Treason: Liberal Treachery from the Cold War to the War on Terrorism
by Ann Coulter (Published 2004, ISBN 1400050324)
Treason is a bit vitriolic at times and does not infrequently descend into mere name-calling. Nevertheless, it is a well-researched volume presenting a great deal of under-publicized information and a number of convincing arguments. This is no passing, emotional editorial comment; it contains 36 pages of meticulously recorded notes and an index.

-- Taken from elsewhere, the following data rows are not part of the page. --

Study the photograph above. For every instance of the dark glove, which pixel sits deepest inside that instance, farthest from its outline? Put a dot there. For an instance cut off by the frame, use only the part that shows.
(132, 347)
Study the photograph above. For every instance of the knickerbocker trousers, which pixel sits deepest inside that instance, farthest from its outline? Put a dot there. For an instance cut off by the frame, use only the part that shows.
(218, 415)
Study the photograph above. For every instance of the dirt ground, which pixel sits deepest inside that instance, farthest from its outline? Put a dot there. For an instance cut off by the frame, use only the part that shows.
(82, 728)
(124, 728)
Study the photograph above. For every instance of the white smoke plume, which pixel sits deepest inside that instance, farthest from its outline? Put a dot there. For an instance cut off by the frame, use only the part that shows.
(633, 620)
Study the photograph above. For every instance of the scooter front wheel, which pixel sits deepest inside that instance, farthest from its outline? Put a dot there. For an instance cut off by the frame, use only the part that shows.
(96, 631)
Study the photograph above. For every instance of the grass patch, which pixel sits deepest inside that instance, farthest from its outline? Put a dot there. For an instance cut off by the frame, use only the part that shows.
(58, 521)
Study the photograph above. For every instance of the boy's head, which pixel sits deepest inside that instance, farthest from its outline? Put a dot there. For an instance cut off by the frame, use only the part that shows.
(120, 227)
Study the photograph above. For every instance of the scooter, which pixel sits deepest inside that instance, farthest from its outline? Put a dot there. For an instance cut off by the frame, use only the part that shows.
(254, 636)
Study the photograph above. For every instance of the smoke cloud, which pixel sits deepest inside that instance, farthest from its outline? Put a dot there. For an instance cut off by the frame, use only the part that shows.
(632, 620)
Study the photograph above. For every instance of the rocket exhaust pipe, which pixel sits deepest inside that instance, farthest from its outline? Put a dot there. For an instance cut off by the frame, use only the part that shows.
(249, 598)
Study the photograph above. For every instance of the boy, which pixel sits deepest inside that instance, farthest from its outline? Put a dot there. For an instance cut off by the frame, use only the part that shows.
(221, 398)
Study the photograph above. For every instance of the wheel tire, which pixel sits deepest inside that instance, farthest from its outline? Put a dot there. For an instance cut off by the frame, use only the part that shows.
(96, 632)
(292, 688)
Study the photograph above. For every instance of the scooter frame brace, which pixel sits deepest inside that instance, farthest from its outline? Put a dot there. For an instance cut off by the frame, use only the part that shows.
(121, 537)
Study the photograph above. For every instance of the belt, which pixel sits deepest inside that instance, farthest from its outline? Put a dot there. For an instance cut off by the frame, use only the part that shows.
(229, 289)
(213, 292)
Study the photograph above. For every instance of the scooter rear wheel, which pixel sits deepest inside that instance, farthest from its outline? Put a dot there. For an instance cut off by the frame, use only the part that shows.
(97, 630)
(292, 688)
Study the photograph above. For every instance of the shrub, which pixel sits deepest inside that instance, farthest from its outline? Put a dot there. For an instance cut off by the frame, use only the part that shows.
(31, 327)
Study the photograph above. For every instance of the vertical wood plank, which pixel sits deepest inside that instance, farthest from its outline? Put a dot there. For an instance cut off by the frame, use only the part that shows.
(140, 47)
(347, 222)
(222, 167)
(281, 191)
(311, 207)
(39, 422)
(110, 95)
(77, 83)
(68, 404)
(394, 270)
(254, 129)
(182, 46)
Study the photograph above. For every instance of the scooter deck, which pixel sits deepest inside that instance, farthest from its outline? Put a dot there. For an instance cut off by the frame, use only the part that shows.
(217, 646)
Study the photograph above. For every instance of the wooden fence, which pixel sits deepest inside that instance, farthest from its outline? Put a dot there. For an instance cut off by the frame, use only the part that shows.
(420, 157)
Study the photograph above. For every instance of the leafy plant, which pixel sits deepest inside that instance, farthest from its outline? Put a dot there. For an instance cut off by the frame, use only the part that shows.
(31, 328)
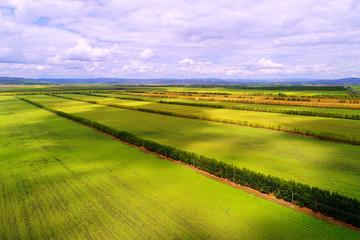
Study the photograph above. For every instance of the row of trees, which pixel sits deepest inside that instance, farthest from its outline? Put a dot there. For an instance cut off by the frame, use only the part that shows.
(319, 200)
(320, 135)
(273, 110)
(244, 108)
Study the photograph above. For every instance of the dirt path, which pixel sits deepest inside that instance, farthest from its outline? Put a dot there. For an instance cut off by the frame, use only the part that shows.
(235, 185)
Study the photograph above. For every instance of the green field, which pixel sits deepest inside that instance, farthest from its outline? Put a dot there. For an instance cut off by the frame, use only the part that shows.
(230, 104)
(61, 180)
(350, 128)
(318, 163)
(242, 91)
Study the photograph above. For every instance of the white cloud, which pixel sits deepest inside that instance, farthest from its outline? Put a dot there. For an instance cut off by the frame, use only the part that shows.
(147, 54)
(84, 52)
(226, 38)
(187, 61)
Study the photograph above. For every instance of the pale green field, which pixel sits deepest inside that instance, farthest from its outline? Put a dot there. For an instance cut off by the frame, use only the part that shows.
(345, 127)
(327, 165)
(61, 180)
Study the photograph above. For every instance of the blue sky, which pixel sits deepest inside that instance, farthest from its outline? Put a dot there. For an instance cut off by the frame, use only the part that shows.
(180, 39)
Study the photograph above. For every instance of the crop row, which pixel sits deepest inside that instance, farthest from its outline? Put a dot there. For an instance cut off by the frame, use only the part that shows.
(319, 200)
(329, 136)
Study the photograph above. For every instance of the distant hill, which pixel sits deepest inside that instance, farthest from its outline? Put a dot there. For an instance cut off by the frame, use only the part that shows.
(157, 81)
(22, 81)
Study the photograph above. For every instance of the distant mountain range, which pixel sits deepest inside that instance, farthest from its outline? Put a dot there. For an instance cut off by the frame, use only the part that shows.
(159, 81)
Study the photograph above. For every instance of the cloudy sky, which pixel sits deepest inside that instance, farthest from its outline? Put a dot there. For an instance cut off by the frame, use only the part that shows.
(180, 38)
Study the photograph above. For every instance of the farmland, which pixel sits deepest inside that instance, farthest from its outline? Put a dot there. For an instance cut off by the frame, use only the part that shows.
(318, 163)
(53, 164)
(55, 186)
(295, 123)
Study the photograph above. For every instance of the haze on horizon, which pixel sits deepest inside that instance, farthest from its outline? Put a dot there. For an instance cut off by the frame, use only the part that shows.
(180, 39)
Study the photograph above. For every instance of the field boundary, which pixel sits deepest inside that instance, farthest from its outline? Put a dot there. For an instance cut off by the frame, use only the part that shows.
(323, 136)
(245, 177)
(239, 108)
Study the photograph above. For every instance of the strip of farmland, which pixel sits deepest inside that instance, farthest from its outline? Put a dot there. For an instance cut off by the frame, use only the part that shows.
(317, 163)
(109, 189)
(339, 130)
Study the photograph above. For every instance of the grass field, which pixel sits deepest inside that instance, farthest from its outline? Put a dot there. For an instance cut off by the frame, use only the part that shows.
(61, 180)
(345, 127)
(318, 163)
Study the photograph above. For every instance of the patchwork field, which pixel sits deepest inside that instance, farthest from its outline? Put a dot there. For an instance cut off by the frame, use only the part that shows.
(232, 104)
(240, 91)
(342, 127)
(61, 180)
(318, 163)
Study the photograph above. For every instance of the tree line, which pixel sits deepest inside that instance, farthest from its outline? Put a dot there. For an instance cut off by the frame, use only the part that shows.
(330, 136)
(331, 204)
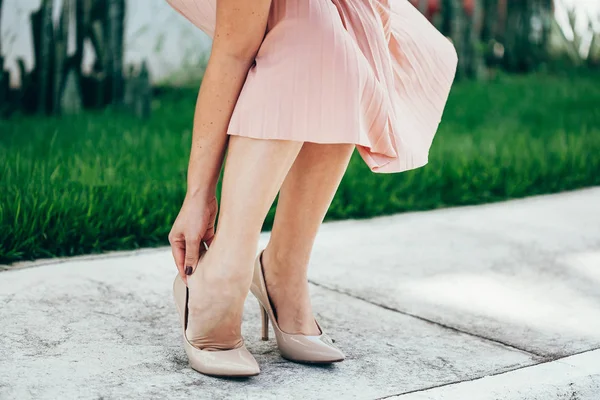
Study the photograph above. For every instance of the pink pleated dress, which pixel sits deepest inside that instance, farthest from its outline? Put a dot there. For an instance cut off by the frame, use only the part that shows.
(374, 73)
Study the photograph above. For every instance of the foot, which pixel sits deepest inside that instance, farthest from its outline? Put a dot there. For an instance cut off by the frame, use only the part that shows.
(287, 287)
(217, 294)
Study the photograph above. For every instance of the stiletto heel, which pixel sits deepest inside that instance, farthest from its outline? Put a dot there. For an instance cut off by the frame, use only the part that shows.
(236, 362)
(264, 318)
(300, 348)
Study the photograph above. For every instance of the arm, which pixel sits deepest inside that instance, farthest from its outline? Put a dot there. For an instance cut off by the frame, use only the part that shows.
(240, 29)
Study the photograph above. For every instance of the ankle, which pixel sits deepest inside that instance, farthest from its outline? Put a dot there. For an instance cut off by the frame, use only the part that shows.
(284, 265)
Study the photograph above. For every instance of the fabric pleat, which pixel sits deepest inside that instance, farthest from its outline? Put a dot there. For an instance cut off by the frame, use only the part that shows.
(374, 73)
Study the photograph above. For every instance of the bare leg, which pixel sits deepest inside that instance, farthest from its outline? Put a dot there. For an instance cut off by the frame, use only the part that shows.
(305, 197)
(254, 172)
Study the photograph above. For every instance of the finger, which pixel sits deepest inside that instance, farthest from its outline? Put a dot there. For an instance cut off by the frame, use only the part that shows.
(192, 251)
(209, 236)
(178, 251)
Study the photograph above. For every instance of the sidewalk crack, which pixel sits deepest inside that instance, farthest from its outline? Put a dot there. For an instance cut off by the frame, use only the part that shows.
(541, 357)
(484, 376)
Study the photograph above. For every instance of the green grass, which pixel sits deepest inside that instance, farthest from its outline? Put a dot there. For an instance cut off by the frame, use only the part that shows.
(105, 181)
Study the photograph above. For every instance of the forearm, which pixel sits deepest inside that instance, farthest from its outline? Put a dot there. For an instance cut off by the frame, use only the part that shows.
(223, 80)
(240, 29)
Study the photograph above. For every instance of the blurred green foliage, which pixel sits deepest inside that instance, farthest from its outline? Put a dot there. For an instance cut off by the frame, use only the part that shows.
(104, 181)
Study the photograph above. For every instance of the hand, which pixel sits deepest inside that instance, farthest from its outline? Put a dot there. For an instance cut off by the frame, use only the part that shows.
(194, 226)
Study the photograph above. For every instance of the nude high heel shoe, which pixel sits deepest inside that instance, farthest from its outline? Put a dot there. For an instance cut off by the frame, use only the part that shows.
(237, 362)
(294, 347)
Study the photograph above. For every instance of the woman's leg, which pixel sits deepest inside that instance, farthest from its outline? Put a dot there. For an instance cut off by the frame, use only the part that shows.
(254, 172)
(303, 201)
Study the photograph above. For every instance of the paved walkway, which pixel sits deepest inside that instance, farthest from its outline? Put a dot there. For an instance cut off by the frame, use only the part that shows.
(490, 302)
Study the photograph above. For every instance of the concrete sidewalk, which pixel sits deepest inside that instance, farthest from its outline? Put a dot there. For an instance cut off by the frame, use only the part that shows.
(490, 302)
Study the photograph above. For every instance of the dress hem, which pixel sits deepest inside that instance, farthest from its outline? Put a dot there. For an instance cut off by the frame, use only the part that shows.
(405, 161)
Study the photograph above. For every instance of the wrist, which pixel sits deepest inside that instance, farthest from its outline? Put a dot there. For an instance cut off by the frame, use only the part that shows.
(204, 192)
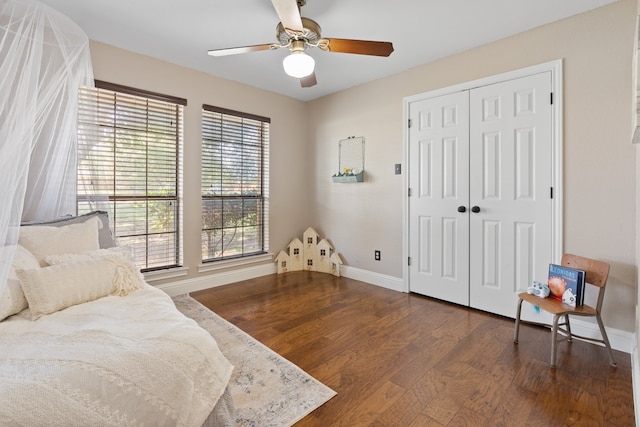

Ann Coulter points out what few would dare to: that McCarthy, whatever you may say of his methods, was at least ultimately correct about the number of Soviet agents infesting the United States government. She also argues, much to the chagrin of many, that the validity of a politician's patriotism ought to be fair game in the political debate, that liberal politicians have in the past coddled and misjudged tyrants while ignoring threats to America's national security, that many leaders of the left tend to treat minorities as infants incapable of supporting themselves, and that many leftists have been seething with anti-American sentiment for some time now, viewing ordinary, patriotic Americans as the backward, ignorant masses.
Coulter provides a viewpoint as well as a series of facts that will be unfamiliar to a great many Americans, because the press has generally presented the news in accordance with its own prejudices, under-reporting important facts and events and over-emphasizing others.
Coulter is a new kind of conservative writer, employing a kind of acerbic wit and emotionalism usually absent from conservative writings.